An advisor’s authority over the investment plan is diminished when they use a TAMP. Determining if your investing objectives and risk tolerance align with the TAMP investment strategy is critical.

Turnkey Asset Management Programs (TAMPs) FAQs

What are the largest TAMPs?

The major TAMPs include Mount Yale Capital Group, Adhesion Wealth, Matson Money, Sawtooth Solutions, Orion Portfolio, Brinker Capital, Buckingham Strategic Partners, AssetMark, Independent Advisor Solution by SEI, and Envestnet.

How Would You Choose a TAMP?

Selecting the best TAMP for your role as an adviser depends on many criteria. Think about how the TAMP fits into your investment plan, how the TAMP will interact with your custodian, the fees the Turnkey Asset Management Programs (TAMP) charges, whether the TAMP operates on your internal platform, what extra services it offers, how their support management is, and whether it provides additional technology.

Turnkey Asset Management Programs: When Did They Begin?

Programs for turnkey asset management were introduced in the early 1980s.

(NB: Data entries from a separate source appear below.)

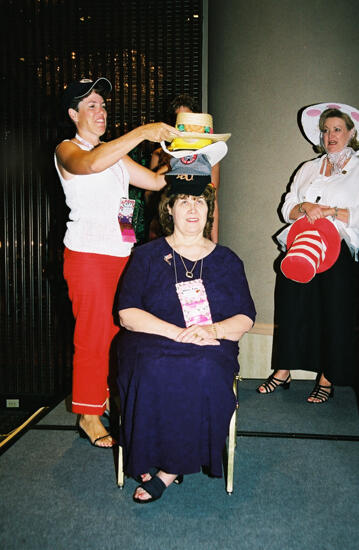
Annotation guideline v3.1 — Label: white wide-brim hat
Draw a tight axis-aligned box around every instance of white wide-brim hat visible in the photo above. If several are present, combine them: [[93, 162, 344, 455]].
[[301, 102, 359, 145], [161, 141, 228, 166]]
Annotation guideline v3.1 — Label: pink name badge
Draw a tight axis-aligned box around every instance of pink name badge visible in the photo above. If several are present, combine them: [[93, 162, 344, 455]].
[[176, 279, 212, 327], [118, 198, 136, 243]]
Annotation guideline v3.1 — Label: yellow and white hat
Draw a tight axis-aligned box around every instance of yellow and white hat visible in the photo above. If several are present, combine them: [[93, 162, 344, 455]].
[[168, 113, 231, 151]]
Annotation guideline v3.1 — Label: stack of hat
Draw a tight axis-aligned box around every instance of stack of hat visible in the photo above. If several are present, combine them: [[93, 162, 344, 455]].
[[161, 113, 231, 196], [280, 216, 340, 283]]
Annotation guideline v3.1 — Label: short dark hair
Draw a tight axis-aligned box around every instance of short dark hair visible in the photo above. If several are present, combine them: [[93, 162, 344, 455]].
[[158, 183, 216, 239], [69, 88, 105, 112], [167, 94, 200, 126]]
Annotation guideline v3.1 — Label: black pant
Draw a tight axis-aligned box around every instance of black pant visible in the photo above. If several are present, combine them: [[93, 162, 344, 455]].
[[272, 246, 359, 386]]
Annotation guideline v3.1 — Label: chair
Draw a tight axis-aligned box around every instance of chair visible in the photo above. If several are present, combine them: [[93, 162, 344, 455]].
[[117, 373, 241, 495]]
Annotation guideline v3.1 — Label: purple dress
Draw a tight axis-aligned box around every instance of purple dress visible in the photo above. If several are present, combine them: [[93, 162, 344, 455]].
[[117, 238, 255, 477]]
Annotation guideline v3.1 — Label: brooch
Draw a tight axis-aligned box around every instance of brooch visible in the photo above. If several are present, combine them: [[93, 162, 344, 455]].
[[163, 254, 172, 265]]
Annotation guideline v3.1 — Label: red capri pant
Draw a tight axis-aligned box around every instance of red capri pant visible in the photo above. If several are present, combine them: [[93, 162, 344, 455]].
[[64, 248, 129, 415]]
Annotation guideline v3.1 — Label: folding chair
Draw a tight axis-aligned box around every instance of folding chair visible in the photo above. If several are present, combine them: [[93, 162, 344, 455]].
[[117, 373, 241, 495]]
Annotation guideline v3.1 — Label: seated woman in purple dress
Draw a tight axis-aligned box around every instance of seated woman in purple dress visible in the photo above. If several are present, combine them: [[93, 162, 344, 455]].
[[118, 151, 255, 503]]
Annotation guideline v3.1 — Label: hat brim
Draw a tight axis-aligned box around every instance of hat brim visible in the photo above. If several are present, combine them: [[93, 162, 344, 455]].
[[62, 77, 112, 109], [174, 132, 232, 141], [161, 141, 228, 166], [301, 101, 359, 145], [287, 216, 341, 273], [165, 175, 211, 197]]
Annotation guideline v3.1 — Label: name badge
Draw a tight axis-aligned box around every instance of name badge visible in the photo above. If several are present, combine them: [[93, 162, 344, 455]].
[[176, 279, 212, 327], [118, 198, 136, 243]]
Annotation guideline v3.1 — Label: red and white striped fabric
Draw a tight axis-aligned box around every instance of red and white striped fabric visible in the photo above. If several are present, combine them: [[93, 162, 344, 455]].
[[280, 217, 340, 283]]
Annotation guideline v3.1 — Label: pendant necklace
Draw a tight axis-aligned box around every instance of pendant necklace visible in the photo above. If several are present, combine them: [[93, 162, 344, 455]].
[[178, 254, 198, 279]]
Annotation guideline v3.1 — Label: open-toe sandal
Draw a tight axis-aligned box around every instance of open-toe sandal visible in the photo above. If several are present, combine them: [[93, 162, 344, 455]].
[[257, 373, 291, 395], [133, 476, 167, 504], [77, 426, 116, 449], [134, 468, 158, 483], [307, 384, 334, 405]]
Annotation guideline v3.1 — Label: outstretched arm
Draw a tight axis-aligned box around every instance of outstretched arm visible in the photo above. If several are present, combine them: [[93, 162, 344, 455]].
[[56, 122, 178, 175]]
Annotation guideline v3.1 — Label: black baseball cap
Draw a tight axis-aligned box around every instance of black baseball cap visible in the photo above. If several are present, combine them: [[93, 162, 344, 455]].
[[165, 152, 212, 197], [62, 77, 112, 109]]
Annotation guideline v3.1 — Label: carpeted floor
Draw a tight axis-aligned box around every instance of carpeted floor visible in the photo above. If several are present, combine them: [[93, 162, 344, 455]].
[[0, 380, 359, 550]]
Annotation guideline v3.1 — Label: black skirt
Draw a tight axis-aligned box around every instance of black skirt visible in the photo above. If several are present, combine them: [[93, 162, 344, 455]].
[[272, 241, 359, 386]]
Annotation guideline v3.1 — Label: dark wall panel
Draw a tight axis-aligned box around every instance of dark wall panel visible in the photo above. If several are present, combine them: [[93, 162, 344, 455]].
[[0, 0, 202, 406]]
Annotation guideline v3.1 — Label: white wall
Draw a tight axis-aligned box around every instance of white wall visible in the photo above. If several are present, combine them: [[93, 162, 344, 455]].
[[208, 0, 359, 378]]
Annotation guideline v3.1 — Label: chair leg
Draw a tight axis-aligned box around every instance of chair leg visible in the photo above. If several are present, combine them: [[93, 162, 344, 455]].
[[226, 409, 237, 495], [117, 445, 125, 489], [226, 374, 240, 495]]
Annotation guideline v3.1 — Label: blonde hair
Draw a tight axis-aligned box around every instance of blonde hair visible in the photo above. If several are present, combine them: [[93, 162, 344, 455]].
[[315, 109, 359, 153]]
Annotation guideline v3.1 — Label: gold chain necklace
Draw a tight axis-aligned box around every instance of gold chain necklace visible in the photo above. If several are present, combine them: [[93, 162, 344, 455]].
[[178, 254, 198, 279]]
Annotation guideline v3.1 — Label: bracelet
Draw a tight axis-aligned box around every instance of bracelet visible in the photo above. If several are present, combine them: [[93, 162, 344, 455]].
[[216, 323, 226, 340], [211, 323, 217, 340]]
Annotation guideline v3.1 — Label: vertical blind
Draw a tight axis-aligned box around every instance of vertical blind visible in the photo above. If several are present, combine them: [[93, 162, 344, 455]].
[[0, 0, 202, 406]]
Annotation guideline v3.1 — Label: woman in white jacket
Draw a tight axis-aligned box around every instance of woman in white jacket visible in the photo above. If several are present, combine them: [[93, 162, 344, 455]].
[[257, 103, 359, 403]]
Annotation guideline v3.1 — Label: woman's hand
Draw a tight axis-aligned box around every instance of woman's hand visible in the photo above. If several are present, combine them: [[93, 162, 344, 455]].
[[290, 202, 329, 223], [302, 202, 328, 223], [139, 122, 180, 142], [175, 325, 220, 346]]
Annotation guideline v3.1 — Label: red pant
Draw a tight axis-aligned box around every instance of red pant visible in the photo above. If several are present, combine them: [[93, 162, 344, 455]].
[[64, 248, 128, 415]]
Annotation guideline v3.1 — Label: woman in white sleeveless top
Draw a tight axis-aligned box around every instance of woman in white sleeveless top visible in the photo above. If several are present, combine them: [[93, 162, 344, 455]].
[[55, 78, 178, 448]]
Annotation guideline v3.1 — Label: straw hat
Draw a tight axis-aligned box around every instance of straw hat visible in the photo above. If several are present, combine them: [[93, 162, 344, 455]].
[[165, 152, 212, 197], [302, 102, 359, 145], [161, 141, 228, 166], [280, 216, 340, 283], [168, 113, 231, 151]]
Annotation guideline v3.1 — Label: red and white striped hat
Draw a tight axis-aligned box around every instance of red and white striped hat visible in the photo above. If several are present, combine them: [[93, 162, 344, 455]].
[[280, 216, 340, 283]]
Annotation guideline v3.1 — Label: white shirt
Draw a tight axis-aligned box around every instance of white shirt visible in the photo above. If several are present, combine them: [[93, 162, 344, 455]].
[[55, 143, 132, 257], [277, 152, 359, 260]]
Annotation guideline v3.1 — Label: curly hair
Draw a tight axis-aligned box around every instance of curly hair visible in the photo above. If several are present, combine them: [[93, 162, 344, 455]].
[[158, 183, 216, 239], [316, 109, 359, 153]]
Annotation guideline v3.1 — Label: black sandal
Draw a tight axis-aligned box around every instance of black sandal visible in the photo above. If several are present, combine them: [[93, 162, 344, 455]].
[[257, 373, 291, 395], [307, 384, 334, 405], [133, 474, 183, 504], [133, 476, 167, 504], [77, 425, 116, 449]]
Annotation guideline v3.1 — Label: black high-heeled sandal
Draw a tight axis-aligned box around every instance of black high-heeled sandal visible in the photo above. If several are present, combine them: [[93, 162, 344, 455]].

The Bottom Line Financial institutions may employ turnkey asset management programs (TAMPs) as investment solutions to assist in managing their clients’ investment accounts. Turnkey Asset Management Programs (TAMP) are fee-based services that provide a few services to investment advisers to assist them in improving their offerings. An adviser should evaluate the charges, investment options, and other services offered by a TAMP before selecting one to be sure it is the best choice for both themselves and their customers.

Conclusion

  • Fee-based platforms for asset managers, broker-dealers, CPAs, and other financial professionals are known as turnkey asset management products.
  • Technology, back-office assistance, and activities like asset allocation and investment research may all be provided by TAMPs.
  • TAMP suppliers include Envestnet, SEI, AssetMark, Brinker Capital, and Orion Portfolio Solutions.
  • Programs for turnkey asset management may help businesses save time and devote more of their resources to acquiring new business and maintaining their current clientele.
  • A turnkey asset management program user who contracts with a third party pays a charge for the service and forfeits some control over the decision-making process.